9. ALÇAKGÖNÜL
Okay Kaya Damn, Gravity
Belgesel Her Yönden Mızraklar
Christopher Walker, ABD/Ekvador
Sinopsis: Ekvador’da yaşayan halkların olağanüstü verimli ve güzel ekosistemini mahveden çokuluslu şirketlerle olan kavgası.
Öykü
Ona "der spiegel" dergisinin tüm diğer dergilerden farklı ve üstün olduğunu anlatan yaşlı adamı dikkatle dinliyordu.
anlatan yaşlı dinleyense bir çocuktu henüz. öğrenmeye çalışıyordu. bir çaba içindeydi, öğrenme çabası. yaşlıların daha
çok bildiğine inanıyordu. bir ara bunun yanlış olduğuna inanmaya başladı; yani yaşlıların her şeyi bilmediğine, hatta
bir ara yaşlıların hiç bir şey bilmediğini bile düşündü, sonra bu da geçti… yaşamın, antik yunan uygarlığının, hatalar
zincirinin başlangıcı sayılabilecek bir yerde, bir zeytin ağacının altında ama belki sadece zeytin ağacının altında ve
gölgede olduğunu farkında dinliyordu gözlüklü ihtiyarı, bir yandan konuşan bir yandan biber toplayan ihtiyarı. ve adam
anlatıyordu her baharda pansiyonu baştan aşağı kireçle beyaza boyadığını ve bu "der spiegel" dergisinin bütün diğer
dergilerden farklı olarak yere serildiğinde alta hiç kireç geçirmediğini. turistler başka dergiler de bırakıyordu ama
hiç biri "der spiegeli" tutmazdı. o onları soba yakarken kullanıyordu. biber toplarken belli bir çizgi takip ediyordu
ama anlatırken özgürdü ihtiyar. bir yere kadar nedense turistleri tutuyormuş gibiydi ama uzun bir aradan sonra "onlar da
insan" deyince berikinin gene kafası karıştı. bu son cümleye önem veriyordu. söylerken ara vermişti biber toplamaya.

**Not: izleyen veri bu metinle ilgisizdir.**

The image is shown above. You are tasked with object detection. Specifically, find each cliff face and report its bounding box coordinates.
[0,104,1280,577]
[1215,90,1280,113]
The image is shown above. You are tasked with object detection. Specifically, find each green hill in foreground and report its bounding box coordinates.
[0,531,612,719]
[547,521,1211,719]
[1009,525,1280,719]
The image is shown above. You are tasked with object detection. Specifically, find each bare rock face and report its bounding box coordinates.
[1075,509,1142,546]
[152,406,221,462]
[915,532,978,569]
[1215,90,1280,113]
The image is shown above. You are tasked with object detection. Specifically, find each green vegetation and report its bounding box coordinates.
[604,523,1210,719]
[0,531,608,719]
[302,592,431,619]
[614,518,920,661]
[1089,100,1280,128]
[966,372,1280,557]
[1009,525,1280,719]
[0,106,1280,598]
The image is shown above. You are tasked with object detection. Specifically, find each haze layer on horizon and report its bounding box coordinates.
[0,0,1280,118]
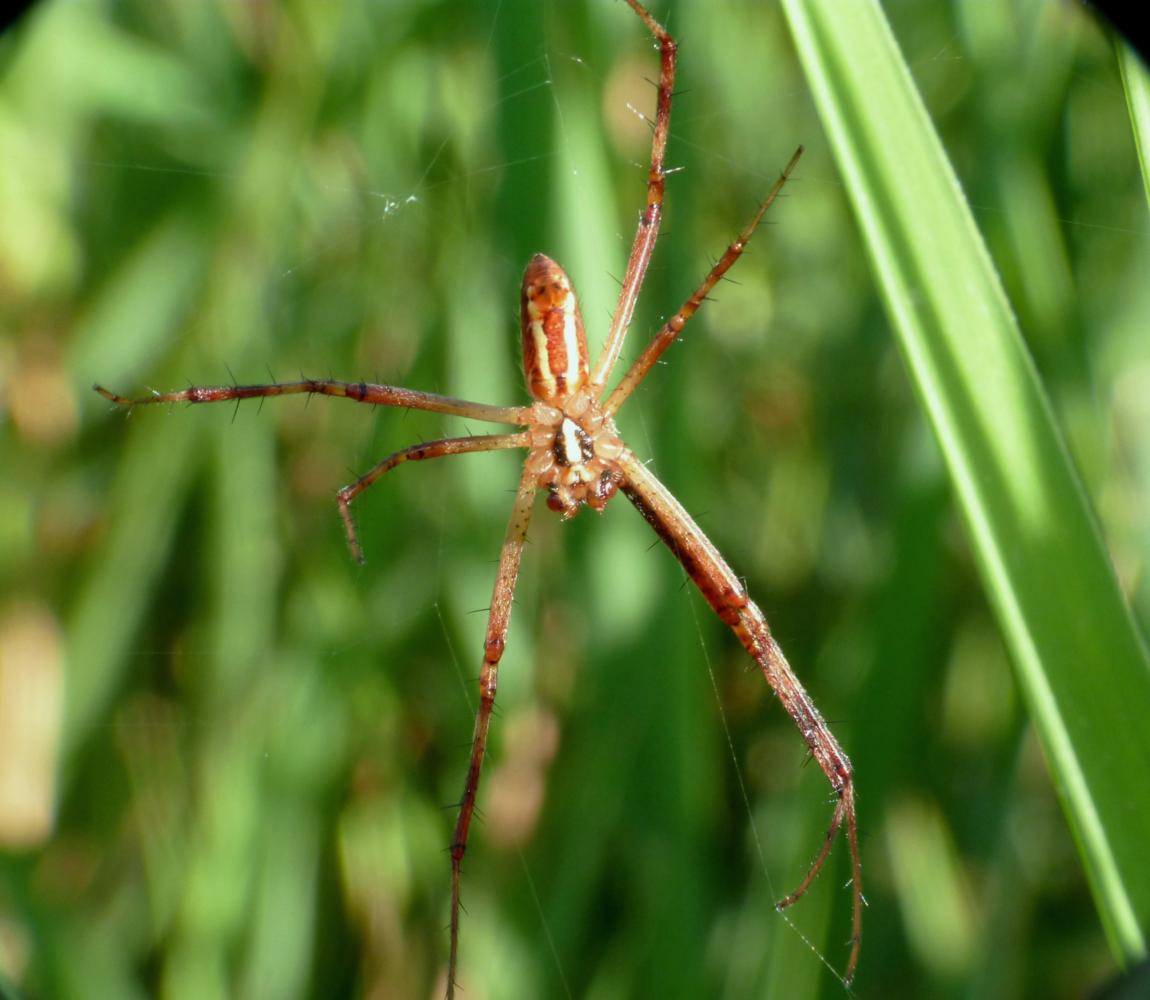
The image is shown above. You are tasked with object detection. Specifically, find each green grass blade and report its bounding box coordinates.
[1114,40,1150,211]
[783,0,1150,960]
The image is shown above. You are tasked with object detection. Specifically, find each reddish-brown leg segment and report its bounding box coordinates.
[603,146,803,415]
[447,469,535,1000]
[618,449,863,983]
[336,431,530,562]
[591,0,679,393]
[92,378,531,426]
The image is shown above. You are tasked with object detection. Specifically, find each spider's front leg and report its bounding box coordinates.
[336,431,530,562]
[447,468,536,1000]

fidelerin arasında usta adımlarla dolaşıyordu, parlıyordu ara sıra elindeki tepsinin bir kenarı, biberler tok seslerle
doluyordu tepsiye, okuması yazması yoktu, yaşlıydı, anlattıkları birinci eldendi, önemine inanmıştı turistleri de insan
kabul etmenin ver "der spiegelin". çocuk ona bir sigara ikram etti. sigaraları yaktılar birlikte. çocuk için gölge,
antik yunan uygarlığını ve hatalar
zincirinin ve yaşamın başlangıcı sayılabilecek bir yerde. bir anlamda çocuk da ihtiyar kadar çaresizdi. yapacak bir şey
yoktu.
9. Alçakgönül
Bu yazı dizisine kibirle başladık ki en kötüsü budur. Her şeyin belki de en kötüsü. Kibir kör eder diye başlamıştı
notlarımız. Onun tam karşısına ne koyabiliriz: Alçakgönüllülük. Ah, bu da tatlı bir meltemdir insanın başındaki tüm
bulutları dağıtan, uzağı ve yakını çok daha berrak görmesini, etrafında olan biteni anlamlandırabilmesini sağlayan…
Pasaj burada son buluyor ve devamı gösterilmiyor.